CDF-intervals: a probabilistic interval constraint framework to reason about data with uncertainty
School
Supervisors
Abstract
We propose a novel framework, the cummulative distribution function (cdf )-intervals, that intuitively describes data coupled with uncertainty without losing any information given in the problem definition. Our new proposition brings about a construction of two algebraic convex structures: the cdf -intervals and the Probability Box (p-box) cdf-intervals. The two proposed structures were driven by the practical usage of reliable approaches in Constraint Programming (CP) and Operation Research (OR) paradigms. These approaches tackle large scale constraint optimization (LSCO) problems associated with data uncertainty in a tractable manner. The key idea is to bound data observed in the problem definition, then perform the computation only on the bounds using interval reasoning techniques. Output solution set from this process satisfies all possible realization of the data sought. Approaches following the convex modeling commonly treat data in their interval representation with an equal weight, thus they do not reflect any possible degree of knowledge about the whereabouts.
Motivated by bringing more knowledge to the realized solution set, we introduced the cdf -intervals in [Saad, Gervet, and Abdennadher (2010)]. The bounding points, in the cdf -intervals algebraic structure, each is specified by two values: data and its cumulative distribution function (cdf ) [Saad et al. (2010)]. This new structure attempts to represent data in a 2 dimensions (2D) manner, yet the probability distribution (the 2nd dimension) is an approximated representation of the actual distribution. We further extended the cdf -intervals, with the notion of p-box, in order to enclose all available information by two cdf distributions [Saad, Gervet, and Fruehwirth (2012b),Saad, Gervet, and Fruehwirth (2012a),Saad, Fruehwirth, and Gervet (2014) and Saad (2014)]. The bounding distributions are chosen to be uniform in order to ease the computations over the novel algebraic structure. The probabilities, within those bounds, are ranked based on the stochastic dominance. In this work, we define the formal frameworks for constraint reasoning over the cdf -intervals and the p-box cdf -intervals. The modeling and reasoning are constructed within the CP paradigm due to its powerful expressiveness. Moreover, we construct a system of global constraints, over the two algebraic structures, by extending Interval Linear Systems (ILS) with a second dimension (the cdf ). We develop a formal Constraint Logic Programming (CLP) language from the new defined domains and show how the new domains affect the problem variables and the decision process. We implement the new language as a separate solver module in the ECLiPSe constraint programming environment.
The p-box cdf -intervals combine techniques from the convex modeling, to take advantage of their tractability, with approaches revealing quatifiable information from the probabilistc and stochastic world, to take advantage of their expressiveness. We perform a comparison in the data representation and in the reasoning performance over models from the two paradigms and our novel framework. This comparison is further adopted to model two different real-life applications: the Network Traffic Application problem, used in network design problems, and the Inventory Management problem of a manufacturing process.

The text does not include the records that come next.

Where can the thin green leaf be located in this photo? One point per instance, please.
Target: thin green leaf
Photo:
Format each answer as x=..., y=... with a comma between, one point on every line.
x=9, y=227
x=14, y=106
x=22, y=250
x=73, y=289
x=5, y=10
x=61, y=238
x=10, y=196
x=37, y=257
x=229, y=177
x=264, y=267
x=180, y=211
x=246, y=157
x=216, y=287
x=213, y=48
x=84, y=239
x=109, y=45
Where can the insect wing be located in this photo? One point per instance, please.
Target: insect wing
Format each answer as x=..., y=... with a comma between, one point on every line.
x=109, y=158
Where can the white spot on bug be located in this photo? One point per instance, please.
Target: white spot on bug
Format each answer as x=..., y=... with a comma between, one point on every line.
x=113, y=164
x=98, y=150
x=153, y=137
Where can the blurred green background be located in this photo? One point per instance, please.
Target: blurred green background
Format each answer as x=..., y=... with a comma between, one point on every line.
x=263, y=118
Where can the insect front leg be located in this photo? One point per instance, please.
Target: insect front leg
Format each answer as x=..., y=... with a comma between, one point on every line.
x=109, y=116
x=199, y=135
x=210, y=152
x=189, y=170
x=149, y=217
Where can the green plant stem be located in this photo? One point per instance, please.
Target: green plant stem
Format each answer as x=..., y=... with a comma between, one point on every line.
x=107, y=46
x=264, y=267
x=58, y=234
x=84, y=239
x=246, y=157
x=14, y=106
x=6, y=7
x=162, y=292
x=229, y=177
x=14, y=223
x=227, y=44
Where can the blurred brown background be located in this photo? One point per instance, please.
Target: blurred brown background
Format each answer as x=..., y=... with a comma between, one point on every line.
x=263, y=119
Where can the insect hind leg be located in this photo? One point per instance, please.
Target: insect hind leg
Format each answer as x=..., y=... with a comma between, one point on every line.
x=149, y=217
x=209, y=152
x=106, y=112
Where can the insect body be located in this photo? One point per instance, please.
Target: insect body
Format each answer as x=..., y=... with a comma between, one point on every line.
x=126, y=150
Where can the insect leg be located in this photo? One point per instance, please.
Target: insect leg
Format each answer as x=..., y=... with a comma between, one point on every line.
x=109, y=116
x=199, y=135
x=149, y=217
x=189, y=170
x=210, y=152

The empirical evaluation of our implementation shows that, with minimal overhead, the output solution set realizes a full enclosure of the data along with tighter bounds on its probabilistic distributions. Solutions sought to be feasible in the real domain are excluded by the p-box cdf -intervals reasoning since they are infeasible because they violate the properties of the cdf -domain. Additional knowledge, on the data whereabouts, gained by the implementation of our novel formal and practical framework gives rise to a wide range of future research work.